Guillaume de Sardes
L’Éden la nuit
Gallimard, 76 p., 8,50 euros
Paris, 2011. Un Russe, en quête de sa soeur exilée, écume les boîtes de Pigalle, les clubs de strip-tease. Un soir, une fille l’éblouit, qui virevolte autour d’une barre de pole dance. Sacha et Nina, face à face, se souviennent... Né en 1979, Guillaume de Sardes, dont le Nil est froid avait reçu plusieurs prix en 2009, tisse ici la trame d’un destin sans pareil. Son écriture est celle de l’errance, de la fragilité, mais aussi celle de la vigueur, qui, musant par les souvenirs, sublime les images les plus quotidiennes pour en exhausser la sensibilité.
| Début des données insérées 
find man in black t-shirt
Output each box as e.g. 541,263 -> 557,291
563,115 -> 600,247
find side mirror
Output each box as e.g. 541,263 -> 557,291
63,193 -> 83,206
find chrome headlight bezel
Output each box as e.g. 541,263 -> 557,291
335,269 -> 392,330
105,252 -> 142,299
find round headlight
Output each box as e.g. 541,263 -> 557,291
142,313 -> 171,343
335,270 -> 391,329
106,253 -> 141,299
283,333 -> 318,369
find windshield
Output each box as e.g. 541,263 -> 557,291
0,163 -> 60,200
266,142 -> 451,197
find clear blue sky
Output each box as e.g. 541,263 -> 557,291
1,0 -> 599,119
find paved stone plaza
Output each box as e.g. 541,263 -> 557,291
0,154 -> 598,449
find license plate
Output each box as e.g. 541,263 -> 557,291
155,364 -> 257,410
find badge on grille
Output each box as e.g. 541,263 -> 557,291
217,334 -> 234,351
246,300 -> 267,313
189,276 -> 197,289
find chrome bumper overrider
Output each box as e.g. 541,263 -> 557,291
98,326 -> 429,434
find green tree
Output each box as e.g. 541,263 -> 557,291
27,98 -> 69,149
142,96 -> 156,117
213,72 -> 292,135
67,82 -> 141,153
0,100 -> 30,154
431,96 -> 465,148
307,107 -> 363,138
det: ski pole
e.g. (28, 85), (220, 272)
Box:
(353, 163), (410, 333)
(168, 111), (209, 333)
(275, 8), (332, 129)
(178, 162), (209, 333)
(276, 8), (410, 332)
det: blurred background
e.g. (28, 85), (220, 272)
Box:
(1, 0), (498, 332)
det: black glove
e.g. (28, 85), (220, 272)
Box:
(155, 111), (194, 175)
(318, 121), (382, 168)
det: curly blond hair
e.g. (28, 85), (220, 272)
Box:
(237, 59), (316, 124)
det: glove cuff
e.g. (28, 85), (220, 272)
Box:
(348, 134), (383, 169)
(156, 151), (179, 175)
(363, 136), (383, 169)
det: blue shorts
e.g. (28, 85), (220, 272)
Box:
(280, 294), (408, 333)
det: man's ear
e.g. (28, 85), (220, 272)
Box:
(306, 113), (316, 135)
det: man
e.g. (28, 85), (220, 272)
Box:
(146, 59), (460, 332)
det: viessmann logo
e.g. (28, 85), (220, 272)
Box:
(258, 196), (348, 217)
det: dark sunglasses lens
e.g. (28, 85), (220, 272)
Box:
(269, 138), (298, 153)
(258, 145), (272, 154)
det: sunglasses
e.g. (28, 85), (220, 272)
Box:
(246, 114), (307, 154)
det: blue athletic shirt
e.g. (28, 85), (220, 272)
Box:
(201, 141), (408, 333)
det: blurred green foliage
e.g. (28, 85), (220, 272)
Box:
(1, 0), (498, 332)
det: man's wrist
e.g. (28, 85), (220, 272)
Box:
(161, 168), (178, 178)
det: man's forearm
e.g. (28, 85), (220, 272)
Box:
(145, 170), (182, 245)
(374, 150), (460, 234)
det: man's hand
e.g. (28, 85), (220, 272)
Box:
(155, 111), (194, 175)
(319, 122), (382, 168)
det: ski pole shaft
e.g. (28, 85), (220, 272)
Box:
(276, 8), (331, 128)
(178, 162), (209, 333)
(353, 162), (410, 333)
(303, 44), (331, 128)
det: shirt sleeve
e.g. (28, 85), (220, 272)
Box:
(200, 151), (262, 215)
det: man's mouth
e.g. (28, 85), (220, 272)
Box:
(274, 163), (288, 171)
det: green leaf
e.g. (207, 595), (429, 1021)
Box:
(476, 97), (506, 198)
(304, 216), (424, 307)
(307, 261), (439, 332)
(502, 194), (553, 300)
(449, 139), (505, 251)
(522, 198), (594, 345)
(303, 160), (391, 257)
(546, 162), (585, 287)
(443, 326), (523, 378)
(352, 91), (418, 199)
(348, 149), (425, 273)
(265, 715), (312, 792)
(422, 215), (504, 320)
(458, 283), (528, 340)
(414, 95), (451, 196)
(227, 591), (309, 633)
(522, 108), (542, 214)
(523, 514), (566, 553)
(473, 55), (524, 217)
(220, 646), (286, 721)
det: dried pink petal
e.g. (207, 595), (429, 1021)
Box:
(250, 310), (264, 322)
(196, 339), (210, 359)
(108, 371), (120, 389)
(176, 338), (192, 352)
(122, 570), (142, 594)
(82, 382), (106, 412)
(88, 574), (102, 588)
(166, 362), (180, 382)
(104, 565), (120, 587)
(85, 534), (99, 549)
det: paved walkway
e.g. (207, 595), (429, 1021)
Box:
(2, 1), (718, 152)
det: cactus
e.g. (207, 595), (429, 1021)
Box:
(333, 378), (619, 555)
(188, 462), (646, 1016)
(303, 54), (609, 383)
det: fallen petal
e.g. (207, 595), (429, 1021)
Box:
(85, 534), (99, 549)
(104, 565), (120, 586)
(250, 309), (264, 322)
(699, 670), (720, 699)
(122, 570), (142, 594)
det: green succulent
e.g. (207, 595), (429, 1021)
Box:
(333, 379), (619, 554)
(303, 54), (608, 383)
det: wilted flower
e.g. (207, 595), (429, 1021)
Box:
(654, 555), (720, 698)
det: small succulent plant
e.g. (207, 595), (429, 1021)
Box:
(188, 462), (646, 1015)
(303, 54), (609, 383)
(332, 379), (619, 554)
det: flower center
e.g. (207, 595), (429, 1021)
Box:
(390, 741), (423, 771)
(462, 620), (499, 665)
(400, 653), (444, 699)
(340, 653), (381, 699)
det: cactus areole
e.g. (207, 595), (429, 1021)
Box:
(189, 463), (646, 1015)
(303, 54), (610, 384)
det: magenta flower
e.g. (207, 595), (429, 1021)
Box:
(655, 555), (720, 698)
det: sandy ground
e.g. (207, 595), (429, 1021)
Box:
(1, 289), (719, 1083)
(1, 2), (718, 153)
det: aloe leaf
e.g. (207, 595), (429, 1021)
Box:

De narration psychologique, une telle esthétique ne saurait se satisfaire. On n’est pas non plus dans une simplicité qui se contenterait d’une intrigue ficelée, et qui l’est, d’ailleurs, brillamment, puisque le texte nous tient en haleine. Roman, certes, mais aussi poésie, dans l’équilibre de ses motifs et ses jeux de miroir, l’Éden la nuit reste sobre de métaphores – priorité donnée aux adjectifs, aux substantifs pour scander les décors. Guillaume de Sardes n’est pas impunément auteur et photographe : les éléments de son écrit sont essentiellement visuels. Nulle image objective, pourtant, mais des subjectivités qui se créent, se recréent, continûment, porteuses, dans toute leur substance, du drame noué en quelques pages. Il s’agit ici de mettre en mots des épiphanies, une esthétique du flou, où la pudeur dénoue les souvenirs, réverbère l’absence. Et rien ne saurait être anecdotique dans un livre si court – 76 pages –, dont la brièveté même ne supporterait pas l’insipide, le trivial. Il en va d’une manière de sublimation, par la recherche d’équilibre, de tout ce qui sinon relèverait d’un chaos sentimental, auquel le récit donne forme. Forme contemporaine, pensée, qui charme le lecteur autant qu’elle le captive.